*19OPINION OF THE COURT
On February 25, 1993, the respondent was disbarred upon his resignation (see Matter of Frenkel, 188 AD2d 104 [1993]). He subsequently was reinstated to the practice of law.
On February 25, 2014, the respondent was found guilty, after a jury trial, in the United States District Court for the Southern District of New York of: (1) conspiracy to commit fraud by wire, radio, or television, a felony, in violation of 18 USC § 1349; and (2) fraud by wire, radio, or television, a felony, in violation of 18 USC § 1343. As revealed in the superseding indictment filed on January 14, 2014, the respondent, together with others, engaged in a scheme to defraud Citigroup Global Markets Realty Corp. with respect to two loan transactions.
As stated by the Court of Appeals in Matter of Margiotta (60 NY2d 147, 150 [1983]):
“The Judiciary Law provides for automatic disbarment when an attorney is convicted of a felony. Under this section, an offense committed in any other State, district or territory of the United States where it is classified as a felony is determined to be a felony when it ‘would constitute a felony in this state.’ (Judiciary Law, § 90, subd 4, par e.) For purposes of this determination, the felony in the other jurisdiction need not be a mirror image of the New York felony, precisely corresponding in every detail, but it must have essential similarity.”
The federal felony of fraud by wire, 18 USC § 1343, has been held to be essentially similar to the New York felonies of grand larceny in the second degree, in violation of Penal Law § 155.40, a class C felony, and scheme to defraud in the first degree, in violation of Penal Law § 190.65, a class E felony (see Matter of Caputo, 88 AD3d 264 [2011]; Matter of Thies, 42 AD3d 37 [2007]; Matter of Fazio, 35 AD3d 33 [2006]; Matter of Lorenzo, 276 AD2d 223 [2000]; Matter of Ashley, 263 AD2d 70 [1999]).

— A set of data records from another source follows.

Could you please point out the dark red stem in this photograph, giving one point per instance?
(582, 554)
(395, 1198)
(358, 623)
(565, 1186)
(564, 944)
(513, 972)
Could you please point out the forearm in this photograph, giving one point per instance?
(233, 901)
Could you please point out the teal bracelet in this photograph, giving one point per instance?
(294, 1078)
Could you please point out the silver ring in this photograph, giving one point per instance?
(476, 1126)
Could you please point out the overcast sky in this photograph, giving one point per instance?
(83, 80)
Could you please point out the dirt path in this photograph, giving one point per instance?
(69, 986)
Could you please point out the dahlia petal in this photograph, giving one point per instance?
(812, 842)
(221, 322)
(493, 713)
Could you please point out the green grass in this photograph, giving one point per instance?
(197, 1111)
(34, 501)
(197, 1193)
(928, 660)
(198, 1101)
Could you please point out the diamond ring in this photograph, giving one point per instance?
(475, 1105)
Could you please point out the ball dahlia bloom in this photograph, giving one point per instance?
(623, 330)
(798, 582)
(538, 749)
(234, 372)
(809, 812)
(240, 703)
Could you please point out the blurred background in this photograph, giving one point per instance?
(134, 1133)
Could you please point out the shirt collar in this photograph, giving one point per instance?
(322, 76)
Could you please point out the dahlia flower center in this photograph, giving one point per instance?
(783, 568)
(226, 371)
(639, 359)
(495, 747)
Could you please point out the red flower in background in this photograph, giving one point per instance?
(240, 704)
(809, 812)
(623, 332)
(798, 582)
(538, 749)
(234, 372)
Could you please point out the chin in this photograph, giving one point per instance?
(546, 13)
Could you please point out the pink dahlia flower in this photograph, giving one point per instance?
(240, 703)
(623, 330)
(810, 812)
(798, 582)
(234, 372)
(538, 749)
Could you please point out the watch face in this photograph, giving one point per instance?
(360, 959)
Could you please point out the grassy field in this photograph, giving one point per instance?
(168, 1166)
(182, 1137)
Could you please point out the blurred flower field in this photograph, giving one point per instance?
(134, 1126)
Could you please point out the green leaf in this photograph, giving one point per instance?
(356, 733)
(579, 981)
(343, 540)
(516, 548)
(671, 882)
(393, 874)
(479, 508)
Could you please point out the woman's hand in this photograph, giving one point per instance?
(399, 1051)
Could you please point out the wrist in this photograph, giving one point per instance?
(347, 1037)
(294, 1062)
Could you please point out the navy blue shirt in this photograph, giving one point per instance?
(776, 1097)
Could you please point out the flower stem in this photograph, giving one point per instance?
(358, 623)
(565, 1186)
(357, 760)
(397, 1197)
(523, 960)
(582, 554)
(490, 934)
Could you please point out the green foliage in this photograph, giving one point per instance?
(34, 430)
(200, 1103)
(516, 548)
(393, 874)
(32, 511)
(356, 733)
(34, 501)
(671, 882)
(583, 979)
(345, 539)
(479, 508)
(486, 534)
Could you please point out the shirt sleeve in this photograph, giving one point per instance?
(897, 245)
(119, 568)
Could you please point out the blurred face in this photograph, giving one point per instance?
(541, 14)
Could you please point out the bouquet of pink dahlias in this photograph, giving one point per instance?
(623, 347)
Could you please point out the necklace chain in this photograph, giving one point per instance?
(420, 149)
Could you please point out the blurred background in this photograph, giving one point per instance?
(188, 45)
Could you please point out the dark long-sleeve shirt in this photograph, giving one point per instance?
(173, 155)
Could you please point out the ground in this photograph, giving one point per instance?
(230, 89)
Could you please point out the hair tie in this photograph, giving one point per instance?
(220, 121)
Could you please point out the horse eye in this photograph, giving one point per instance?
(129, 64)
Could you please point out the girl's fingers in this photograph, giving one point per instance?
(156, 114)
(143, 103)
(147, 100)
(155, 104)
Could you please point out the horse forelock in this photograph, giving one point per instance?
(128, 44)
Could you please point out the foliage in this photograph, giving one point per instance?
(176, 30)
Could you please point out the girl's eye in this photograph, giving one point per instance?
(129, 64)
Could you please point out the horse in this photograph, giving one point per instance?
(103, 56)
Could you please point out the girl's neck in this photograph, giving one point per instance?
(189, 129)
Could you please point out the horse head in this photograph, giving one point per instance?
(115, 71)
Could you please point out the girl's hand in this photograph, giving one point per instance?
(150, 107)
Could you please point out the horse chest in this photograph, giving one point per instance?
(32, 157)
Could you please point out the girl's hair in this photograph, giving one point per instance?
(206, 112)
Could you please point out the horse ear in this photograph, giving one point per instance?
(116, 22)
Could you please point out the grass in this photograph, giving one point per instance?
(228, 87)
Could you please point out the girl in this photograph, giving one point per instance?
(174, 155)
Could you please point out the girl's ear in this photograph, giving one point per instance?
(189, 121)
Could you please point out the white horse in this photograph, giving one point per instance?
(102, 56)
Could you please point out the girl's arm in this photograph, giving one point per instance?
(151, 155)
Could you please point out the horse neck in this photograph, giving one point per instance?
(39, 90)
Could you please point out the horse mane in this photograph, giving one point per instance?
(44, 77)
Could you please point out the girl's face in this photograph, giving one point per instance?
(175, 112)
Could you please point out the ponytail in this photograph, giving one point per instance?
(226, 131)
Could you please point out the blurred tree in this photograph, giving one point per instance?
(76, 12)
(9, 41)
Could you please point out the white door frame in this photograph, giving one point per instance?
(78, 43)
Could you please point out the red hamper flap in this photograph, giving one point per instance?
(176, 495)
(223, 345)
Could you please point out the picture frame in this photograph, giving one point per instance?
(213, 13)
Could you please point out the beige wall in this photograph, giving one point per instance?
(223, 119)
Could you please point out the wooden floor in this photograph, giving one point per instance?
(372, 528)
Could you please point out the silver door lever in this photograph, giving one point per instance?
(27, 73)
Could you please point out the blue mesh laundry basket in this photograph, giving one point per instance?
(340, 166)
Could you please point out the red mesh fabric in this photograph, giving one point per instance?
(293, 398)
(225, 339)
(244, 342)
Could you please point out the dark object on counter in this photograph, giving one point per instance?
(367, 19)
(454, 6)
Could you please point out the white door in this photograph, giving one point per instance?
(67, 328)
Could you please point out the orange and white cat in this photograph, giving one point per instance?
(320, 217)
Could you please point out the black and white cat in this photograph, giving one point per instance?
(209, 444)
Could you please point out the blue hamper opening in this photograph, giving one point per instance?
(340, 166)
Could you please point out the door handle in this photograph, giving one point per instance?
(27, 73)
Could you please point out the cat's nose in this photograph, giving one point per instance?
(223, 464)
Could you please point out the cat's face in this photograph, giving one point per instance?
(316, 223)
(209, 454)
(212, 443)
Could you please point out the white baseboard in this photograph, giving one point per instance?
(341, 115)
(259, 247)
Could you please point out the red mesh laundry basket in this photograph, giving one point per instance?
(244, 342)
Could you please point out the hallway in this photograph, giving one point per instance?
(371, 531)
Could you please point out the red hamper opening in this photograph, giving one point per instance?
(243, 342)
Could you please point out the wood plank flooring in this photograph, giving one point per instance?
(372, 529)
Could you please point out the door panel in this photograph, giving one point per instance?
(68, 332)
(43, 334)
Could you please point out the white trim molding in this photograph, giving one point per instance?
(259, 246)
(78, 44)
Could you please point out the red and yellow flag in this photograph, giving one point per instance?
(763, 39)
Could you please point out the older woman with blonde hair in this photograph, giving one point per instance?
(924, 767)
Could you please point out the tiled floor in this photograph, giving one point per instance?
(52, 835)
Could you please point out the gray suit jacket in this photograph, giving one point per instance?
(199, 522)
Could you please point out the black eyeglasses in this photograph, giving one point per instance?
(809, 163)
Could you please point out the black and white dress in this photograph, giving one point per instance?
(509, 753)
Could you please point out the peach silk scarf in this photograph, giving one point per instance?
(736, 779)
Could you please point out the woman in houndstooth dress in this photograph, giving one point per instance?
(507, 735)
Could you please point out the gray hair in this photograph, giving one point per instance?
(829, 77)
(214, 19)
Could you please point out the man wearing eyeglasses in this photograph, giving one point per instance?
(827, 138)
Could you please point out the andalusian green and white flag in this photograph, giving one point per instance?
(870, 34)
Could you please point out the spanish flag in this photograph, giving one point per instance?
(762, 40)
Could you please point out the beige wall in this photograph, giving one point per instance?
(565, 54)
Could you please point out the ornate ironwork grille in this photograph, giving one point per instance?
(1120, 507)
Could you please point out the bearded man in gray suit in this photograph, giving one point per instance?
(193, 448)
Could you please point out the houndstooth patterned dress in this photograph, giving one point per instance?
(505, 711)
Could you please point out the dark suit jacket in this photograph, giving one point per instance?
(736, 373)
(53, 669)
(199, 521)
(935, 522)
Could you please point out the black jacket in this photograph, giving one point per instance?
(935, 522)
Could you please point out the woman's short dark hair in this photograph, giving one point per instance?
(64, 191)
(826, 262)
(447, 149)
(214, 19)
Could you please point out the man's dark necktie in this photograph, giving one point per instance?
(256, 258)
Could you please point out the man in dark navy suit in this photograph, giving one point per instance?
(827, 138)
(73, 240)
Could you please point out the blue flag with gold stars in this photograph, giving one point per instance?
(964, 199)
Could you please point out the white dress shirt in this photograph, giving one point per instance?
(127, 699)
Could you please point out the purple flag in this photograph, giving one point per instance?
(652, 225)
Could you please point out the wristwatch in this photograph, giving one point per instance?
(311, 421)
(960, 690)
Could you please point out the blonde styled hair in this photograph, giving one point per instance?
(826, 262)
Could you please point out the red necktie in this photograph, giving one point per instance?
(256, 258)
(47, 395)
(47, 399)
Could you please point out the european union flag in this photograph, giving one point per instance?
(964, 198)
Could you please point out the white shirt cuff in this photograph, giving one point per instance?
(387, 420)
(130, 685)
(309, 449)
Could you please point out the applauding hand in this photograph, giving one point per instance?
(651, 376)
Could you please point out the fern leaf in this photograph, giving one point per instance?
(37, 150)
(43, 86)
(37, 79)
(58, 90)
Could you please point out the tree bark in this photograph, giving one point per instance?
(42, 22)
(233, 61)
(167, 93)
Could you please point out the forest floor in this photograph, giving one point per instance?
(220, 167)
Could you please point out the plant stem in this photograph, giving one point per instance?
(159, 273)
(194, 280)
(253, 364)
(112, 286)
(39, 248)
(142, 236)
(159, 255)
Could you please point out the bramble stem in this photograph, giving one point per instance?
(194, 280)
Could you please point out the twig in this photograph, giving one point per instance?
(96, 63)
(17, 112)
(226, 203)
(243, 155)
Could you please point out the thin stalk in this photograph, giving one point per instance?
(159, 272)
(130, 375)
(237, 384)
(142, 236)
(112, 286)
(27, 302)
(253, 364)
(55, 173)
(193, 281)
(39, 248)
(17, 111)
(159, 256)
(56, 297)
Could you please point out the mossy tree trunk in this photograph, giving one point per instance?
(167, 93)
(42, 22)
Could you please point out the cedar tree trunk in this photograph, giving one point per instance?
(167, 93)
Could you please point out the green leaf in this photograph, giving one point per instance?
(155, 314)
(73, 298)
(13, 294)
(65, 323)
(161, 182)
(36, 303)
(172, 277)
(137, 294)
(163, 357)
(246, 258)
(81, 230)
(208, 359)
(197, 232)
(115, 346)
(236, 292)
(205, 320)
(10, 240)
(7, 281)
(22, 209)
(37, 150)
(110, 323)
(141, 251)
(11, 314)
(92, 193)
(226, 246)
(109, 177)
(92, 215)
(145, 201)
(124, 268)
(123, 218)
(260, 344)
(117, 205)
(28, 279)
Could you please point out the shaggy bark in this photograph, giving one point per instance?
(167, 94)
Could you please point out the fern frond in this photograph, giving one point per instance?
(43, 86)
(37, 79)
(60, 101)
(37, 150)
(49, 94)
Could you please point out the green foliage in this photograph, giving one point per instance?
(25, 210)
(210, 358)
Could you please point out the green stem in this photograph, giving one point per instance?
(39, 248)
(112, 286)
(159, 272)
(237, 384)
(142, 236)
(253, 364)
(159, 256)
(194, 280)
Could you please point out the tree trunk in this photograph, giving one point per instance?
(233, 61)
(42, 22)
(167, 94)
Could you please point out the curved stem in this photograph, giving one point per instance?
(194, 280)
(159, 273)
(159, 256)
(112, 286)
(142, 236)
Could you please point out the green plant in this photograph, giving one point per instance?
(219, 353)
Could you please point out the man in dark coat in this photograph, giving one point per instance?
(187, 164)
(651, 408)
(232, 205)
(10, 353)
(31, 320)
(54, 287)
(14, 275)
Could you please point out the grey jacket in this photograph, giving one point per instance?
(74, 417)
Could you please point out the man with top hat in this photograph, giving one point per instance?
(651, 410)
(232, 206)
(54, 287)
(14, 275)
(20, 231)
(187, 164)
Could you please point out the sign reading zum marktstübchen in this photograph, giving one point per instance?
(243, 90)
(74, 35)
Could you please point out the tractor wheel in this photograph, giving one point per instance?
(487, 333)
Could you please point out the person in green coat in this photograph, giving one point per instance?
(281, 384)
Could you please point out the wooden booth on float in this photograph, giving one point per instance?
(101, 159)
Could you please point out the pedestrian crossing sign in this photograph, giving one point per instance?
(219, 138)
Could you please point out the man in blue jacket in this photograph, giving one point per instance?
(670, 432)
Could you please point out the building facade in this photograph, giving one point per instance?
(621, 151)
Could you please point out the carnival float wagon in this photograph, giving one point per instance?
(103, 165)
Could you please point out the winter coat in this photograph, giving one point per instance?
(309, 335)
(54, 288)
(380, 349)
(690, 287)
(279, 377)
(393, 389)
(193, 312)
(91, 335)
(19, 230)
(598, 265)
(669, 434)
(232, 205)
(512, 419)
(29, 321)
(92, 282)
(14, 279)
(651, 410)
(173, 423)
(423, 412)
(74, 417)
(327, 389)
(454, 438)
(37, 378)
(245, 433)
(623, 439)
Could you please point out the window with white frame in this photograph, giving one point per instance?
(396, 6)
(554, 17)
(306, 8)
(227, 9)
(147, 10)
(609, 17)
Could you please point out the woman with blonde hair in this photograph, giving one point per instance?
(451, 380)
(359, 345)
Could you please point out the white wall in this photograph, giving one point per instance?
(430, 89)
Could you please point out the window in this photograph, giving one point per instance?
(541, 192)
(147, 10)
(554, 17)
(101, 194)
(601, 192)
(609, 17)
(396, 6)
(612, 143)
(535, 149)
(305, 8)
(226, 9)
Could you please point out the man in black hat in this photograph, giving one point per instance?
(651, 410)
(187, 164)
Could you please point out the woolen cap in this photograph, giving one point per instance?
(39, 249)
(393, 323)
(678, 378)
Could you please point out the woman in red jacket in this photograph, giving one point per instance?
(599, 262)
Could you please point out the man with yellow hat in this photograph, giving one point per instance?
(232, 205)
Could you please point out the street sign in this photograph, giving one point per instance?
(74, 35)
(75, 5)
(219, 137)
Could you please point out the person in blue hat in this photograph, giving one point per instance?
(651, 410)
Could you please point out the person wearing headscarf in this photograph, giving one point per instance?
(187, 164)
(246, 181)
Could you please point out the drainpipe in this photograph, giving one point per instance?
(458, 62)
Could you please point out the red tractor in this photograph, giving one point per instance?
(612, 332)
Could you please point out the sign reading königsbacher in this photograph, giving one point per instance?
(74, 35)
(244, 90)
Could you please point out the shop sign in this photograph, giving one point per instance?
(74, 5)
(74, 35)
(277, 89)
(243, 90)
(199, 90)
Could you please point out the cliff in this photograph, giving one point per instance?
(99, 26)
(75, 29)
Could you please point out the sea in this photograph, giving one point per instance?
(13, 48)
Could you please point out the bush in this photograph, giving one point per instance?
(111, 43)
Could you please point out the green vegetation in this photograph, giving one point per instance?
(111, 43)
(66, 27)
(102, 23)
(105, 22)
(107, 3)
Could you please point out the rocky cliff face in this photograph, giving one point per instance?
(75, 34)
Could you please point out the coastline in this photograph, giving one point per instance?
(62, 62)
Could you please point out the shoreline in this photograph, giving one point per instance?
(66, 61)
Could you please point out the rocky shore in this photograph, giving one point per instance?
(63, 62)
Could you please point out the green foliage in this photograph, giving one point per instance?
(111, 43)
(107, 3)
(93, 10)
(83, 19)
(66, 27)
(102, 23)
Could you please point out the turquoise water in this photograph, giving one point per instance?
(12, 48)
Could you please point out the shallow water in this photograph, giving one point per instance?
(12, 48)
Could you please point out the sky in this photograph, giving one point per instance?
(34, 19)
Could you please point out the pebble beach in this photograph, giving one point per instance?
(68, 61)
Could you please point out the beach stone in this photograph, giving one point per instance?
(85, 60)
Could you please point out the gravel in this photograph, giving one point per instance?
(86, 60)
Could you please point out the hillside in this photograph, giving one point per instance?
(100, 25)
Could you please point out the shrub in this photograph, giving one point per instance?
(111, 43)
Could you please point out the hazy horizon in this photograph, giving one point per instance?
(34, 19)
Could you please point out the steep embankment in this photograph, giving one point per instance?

Based on his federal felony conviction, the respondent was automatically disbarred and ceased to be an attorney pursuant to Judiciary Law § 90 (4) (a).
Although served with a copy of the motion papers by the Grievance Committee for the Second, Eleventh, and Thirteenth *20Judicial Districts on April 23, 2014, the respondent has neither submitted a response nor requested additional time in which to submit a response. Accordingly, the Grievance Committee’s motion to strike the respondent’s name from the roll of attorneys, pursuant to Judiciary Law § 90 (4) (b), is granted to reflect the respondent’s automatic disbarment on February 25, 2014.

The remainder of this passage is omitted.